# Montgomery Ward Hawthorne



## Goldie (Mar 17, 2017)

I have viewed many vintage bike posts, images, archives but have not seen this exact bike.  I am guessing perhaps a 1936 Duralumin.  I have attached some pictures with hopes of one of the expert bike junkies (meant in the most appreciative way) can identify what I have.  There is a Morrow identification which I believe is the braking system.  The bike seat has a Troxel engraved tab on the back of the seat.  I would like to determine the value and sell it.


----------



## fordmike65 (Mar 17, 2017)

@ratrodz


----------



## bricycle (Mar 17, 2017)

Welcome to the CABE!


----------



## bricycle (Mar 17, 2017)

http://thecabe.com/forum/threads/silver-king-book-another-home-run.105781/#post-690959

http://thecabe.com/forum/threads/i-...lp-for-my-hawthorn-please.102564/#post-668687

http://thecabe.com/forum/threads/1936-aluminum-silver-king-new-purchase-questions.93535/#post-597439


----------



## rustjunkie (Mar 17, 2017)

Welcome, @Goldie 
Very nice bike! You've found a gem there. Looks to be an untouched original which is tough to find. Thinking 1935 might be the year. 
There's some info on Monark Silver King serial #s in post 5 here: 

http://thecabe.com/forum/threads/serial-number-and-date-code-information.71542/

The Morrow hub might have a date code on it, post 2 has that info.


----------



## ratrodz (Mar 17, 2017)

Sent you a message @Goldie


----------



## Goldie (Mar 17, 2017)

Thanks!  Will get with you.


----------



## Goldie (Mar 17, 2017)

Wow!  What a great group of bicycle junkies I've met in a day.  Very nice in providing information on an ol' classic.  Giving me much appreciation for the vintages.  As a 55 Chevy owner enjoying the family of "car guys," I'm sayin' you "bike guys" are a good group too.  Thanks for the add.


----------



## bricycle (Mar 17, 2017)

Goldie said:


> Wow!  What a great group of bicycle junkies I've met in a day.  Very nice in providing information on an ol' classic.  Giving me much appreciation for the vintages.  As a 55 Chevy owner enjoying the family of "car guys," I'm sayin' you "bike guys" are a good group too.  Thanks for the add.
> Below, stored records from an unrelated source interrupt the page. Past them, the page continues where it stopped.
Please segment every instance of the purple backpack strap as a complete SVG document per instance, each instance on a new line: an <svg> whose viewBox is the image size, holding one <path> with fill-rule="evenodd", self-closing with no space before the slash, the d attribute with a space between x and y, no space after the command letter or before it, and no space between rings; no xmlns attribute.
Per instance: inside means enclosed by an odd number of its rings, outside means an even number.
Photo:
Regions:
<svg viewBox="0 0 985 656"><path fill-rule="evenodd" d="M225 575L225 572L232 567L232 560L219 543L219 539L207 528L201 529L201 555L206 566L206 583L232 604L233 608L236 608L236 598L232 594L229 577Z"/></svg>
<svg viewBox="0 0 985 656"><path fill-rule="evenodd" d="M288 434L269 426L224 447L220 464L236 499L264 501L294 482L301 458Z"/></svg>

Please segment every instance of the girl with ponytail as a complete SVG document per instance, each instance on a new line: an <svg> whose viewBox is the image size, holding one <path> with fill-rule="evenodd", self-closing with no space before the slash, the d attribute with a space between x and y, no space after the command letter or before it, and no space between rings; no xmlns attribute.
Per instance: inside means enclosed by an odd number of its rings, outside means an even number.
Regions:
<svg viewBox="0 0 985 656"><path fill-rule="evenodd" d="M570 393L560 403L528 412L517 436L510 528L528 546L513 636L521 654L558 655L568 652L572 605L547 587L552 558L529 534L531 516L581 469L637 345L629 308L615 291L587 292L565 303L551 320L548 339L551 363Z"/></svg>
Pics of '55 please! U 2 if you're so inclined.


----------



## HIGGINSFOREVER (Mar 17, 2017)

Welcome to the cabe,I lived in grand junction a few years back beautiful country rough winters


----------



## Goldie (Mar 18, 2017)

What was the introduction year of the Silver King?


----------



## John (Mar 18, 2017)

1934?


----------



## ratrodz (Mar 18, 2017)

Johns correct, 34'.


----------



## rustjunkie (Mar 19, 2017)

This  bike is shown in the 1935 Wards Catalog

http://rover.ebay.com/rover/1/711-5...0001&campid=5335809022&icep_item=292048650018


----------